Bryan Czibesz joined The Clay Studio's Resident Artist Program in 2009 upon completion of his MFA from San Diego State University. By nature, he has always been interested in how things were made, how parts bacame a whole and how all worked together in fulfilling their function. It didn't matter if it was a building, a car, a piece of machinery or a small appliance, the desire to learn how it came to be and how it functioned fueled his curiosity and interests. He was interested in all aspects of how these things came to be, from their conception, to their design, to their making. So it is not surprising that his curiosity and his interest in these matters would extend to his studio practice. The work Bryan made while in Graduate School was either mechanized , parts of the sculpture moving, or the entire piece itself capable of traveling around a room. Others used different cutting edge technology, both computer aided design and CNC technology used in their creation. These sculptural works, conceptualized and built by Czibesz, were designed to aid humans in moving beyond pysical and mental limitations. They were made from a variety of materials including clay, one of the oldest materials known to man. Czibesz, being part of a generation of makers who have never known life without computers, embraces and incorporates this technology into his own studio practice as both as a tool and content.
In his current exhibition, Prototype, Czibesz' newest works explore issues of authorship and ownership and challenge our conventional understanding of the "handmade". Using the six simple machines of man, denying their intent, rendering them unable to function as designed, he renders them objects, truly objectified. With this work Czibesz also explores formal similarities and differences and the impact of scale, dimension, color, material choice, and presentation.

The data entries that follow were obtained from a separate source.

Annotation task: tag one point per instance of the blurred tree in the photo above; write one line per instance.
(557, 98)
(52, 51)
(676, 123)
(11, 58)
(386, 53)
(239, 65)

Czibesz states, "In this work, I have formalized the building blocks of technology, the lever, inclined plane, wheel and axle, pulley, wedge, and screw, as prototypes that explore the purpose of what we build in the physical world. Known as the Six Simple Machines, they represent the fundamental ways of achieving mechanical advantage over the material apart from our bodies."
" Beginning with small explorations of form, and showing a record of their making, initial handbuilt earthenware objects were imported in to the digital environment with a three-dimensional scanner, and then reproduced on a CNC (computer numeric control) prototyping machine. This process transformed the evidence of the hand through the interpretation of both the eye and the hand of a machine. "
"The machinable wax prototypes are impermanent material objects in manufacturing. In order to preserve them as a record of process, they are reproduced in vitreous porcelain as production objects, and in cast sugar as consumable objects. This progression parallels that of technology in general, which has as its ostensible goal the incremental removal of the body in relation to the material, even though the body itself is always the operative."
"Viewers are invited to explore the history of this process, from the marks of the hand through the interpretation of hand of the machine, with their own senses. I have also engaged in a reinvestigation of this process through the construction of the forms once again, as small iconic earthworks in unfired earthenware. This all serves the purpose of bringing the work back to the human body, and highlights the inherent contradictions present in technology, which is the manifestation of our ability—and desire—to transcend the limitations of our physiology."